Um mês depois, Bolsonaro voltou a tentar se desvincular do tema.

"Estado de defesa é previsto na Constituição. Não tomei conhecimento desse documento, dessa minuta. Nas perícias, só encontraram digitais do delegado da operação e de um agente, de mais ninguém. Papéis, eu recebia um monte.

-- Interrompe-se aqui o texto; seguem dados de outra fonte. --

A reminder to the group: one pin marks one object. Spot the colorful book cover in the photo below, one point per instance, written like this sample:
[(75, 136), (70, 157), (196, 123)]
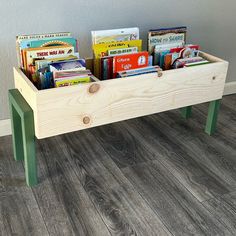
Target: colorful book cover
[(166, 36), (122, 51), (162, 57), (114, 35), (101, 50), (39, 64), (22, 38), (49, 43), (71, 73), (139, 71), (68, 65), (71, 81), (168, 61), (106, 67), (129, 62), (31, 54)]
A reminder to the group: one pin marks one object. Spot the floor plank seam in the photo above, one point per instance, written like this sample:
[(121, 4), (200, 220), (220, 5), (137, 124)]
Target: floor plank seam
[(136, 189), (218, 218), (22, 163)]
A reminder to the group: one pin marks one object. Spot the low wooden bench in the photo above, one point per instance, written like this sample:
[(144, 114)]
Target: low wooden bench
[(46, 113)]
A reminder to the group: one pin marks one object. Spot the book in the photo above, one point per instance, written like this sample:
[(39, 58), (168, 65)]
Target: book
[(101, 50), (22, 38), (164, 36), (179, 63), (32, 54), (43, 63), (70, 73), (122, 51), (106, 67), (114, 35), (68, 65), (198, 63), (129, 61), (74, 80), (139, 71)]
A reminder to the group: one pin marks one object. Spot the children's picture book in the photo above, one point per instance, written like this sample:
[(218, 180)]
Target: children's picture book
[(68, 65), (22, 40), (49, 42), (139, 71), (70, 73), (106, 68), (179, 63), (32, 54), (101, 50), (129, 62), (122, 51), (68, 81), (165, 36), (115, 35), (39, 64)]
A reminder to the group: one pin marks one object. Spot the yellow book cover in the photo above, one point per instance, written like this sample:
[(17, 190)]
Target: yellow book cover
[(101, 50), (71, 81)]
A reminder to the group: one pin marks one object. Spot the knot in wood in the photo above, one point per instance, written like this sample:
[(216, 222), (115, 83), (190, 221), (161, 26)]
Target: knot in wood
[(159, 73), (86, 120), (94, 88)]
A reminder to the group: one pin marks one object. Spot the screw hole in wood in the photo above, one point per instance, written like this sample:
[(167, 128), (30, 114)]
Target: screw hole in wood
[(86, 120), (94, 88)]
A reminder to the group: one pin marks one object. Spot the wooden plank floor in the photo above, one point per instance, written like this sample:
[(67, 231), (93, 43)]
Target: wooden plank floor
[(155, 175)]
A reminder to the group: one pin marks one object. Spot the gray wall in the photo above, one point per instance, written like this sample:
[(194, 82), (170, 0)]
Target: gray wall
[(211, 24)]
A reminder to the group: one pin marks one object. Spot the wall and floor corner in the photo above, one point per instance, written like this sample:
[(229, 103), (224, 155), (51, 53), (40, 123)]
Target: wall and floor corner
[(210, 24)]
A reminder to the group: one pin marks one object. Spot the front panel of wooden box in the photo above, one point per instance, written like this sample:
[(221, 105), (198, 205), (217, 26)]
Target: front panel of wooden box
[(67, 109)]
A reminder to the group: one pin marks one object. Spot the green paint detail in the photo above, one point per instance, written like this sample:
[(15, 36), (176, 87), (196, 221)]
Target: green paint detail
[(22, 120), (213, 110), (186, 112)]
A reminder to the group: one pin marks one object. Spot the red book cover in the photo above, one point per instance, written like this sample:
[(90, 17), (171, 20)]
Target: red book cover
[(129, 62)]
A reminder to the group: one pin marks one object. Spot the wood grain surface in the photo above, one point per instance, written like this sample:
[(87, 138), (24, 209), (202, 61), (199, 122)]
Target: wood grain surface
[(158, 175)]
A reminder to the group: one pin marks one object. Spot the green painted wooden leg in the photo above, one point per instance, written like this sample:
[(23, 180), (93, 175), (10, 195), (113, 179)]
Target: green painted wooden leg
[(29, 148), (186, 112), (23, 129), (16, 134), (212, 117)]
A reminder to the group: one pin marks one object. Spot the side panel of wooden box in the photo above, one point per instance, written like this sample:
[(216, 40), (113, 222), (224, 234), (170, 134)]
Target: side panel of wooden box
[(79, 107), (28, 91)]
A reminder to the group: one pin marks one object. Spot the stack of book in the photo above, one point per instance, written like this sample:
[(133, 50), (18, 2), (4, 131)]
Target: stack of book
[(170, 51), (51, 60), (118, 53)]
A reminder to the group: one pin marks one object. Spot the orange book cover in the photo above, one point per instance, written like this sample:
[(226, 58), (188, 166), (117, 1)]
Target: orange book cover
[(129, 62)]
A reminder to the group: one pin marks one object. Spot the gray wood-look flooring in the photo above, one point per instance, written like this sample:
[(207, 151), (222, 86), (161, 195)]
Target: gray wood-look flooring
[(155, 175)]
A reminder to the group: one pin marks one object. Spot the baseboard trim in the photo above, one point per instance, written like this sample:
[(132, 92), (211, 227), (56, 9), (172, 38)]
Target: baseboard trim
[(5, 127), (230, 88)]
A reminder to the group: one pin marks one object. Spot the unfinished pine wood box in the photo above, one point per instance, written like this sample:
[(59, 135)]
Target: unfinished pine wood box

Então, é óbvio que não tem cabimento você dar golpe com respaldo da Constituição", disse Bolsonaro.

Pressão sobre comando militar

A denúncia narra como militares que faziam parte do suposto núcleo golpista passaram a agir para pressionar os comandantes das Forças Armadas a aderirem ao plano.

À época, diz a denúncia, havia rumores sobre a hesitação de alguns dos comandantes militares, entre eles o do Exército e da Aeronáutica.

Na ocasião, já após a derrota de Bolsonaro nas eleições, esses militares, a maioria integrantes ou ex-integrantes das Forças Especiais, passaram a organizar reuniões com objetivo de elaborar um plano de pressão.

"Os diálogos confirmam a ideia de reunir exclusivamente militares com formação em Forças Especiais que poderiam, de algum modo, influenciar seus comandantes, valendo-se também dos seus conhecimentos táticos especializados", diz um trecho da denúncia.

Segundo a PGR, os militares se encontraram no salão de festas do prédio onde morava o coronel do Exército Márcio Nunes de Resende Júnior, que também foi denunciado.

Após a reunião, os militares teriam elaborado a minuta de uma carta ao comando militar com o objetivo de pressioná-lo a aderir ao plano golpista.

Em seu depoimento à Polícia Federal, o então comandante do Exército, general Freire Gomes, confirmou essa tese.

"Indagado se a publicação no dia 28.11.2022 (data em que a carta foi divulgada) do documento intitulado 'Carta ao comandante do Exército de Oficiais Superiores da Ativa do Exército Brasileiro' foi feita para pressionar o depoente (Freire Gomes)", diz um trecho do documento.

A minuta da carta foi divulgada pelo jornalista Paulo Figueiredo, que também foi denunciado como integrante da organização criminosa.

Procurado sobre o assunto, Figueiredo enviou uma nota.

"Estou honrado em estar ao lado de patriotas neste documento histórico que reflete a ditadura na qual vivemos. Vamos vencer e todos os agentes públicos que se utilizam das suas posições para perseguir opositores políticos serão responsabilizados sem misericórdia no momento oportuno", disse Figueiredo.

Ao final, as investigações concluíram que Freire Gomes e o então comandante da Aeronáutica, o Brigadeiro Baptista Júnior, teriam se posicionado contra a tentativa de golpe. Entre os três comandantes militares da época, segundo a investigação, apenas o almirante Almir Garnier, que liderava a Marinha, teria se colocado a favor do plano.

De acordo com o portal UOL, o advogado de Garnier, Demóstenes Torres, disse que ainda lerá a denúncia.

"Creio que agora teremos acesso à delação do Cid. Em seguida exerceremos o contraditório", disse o advogado.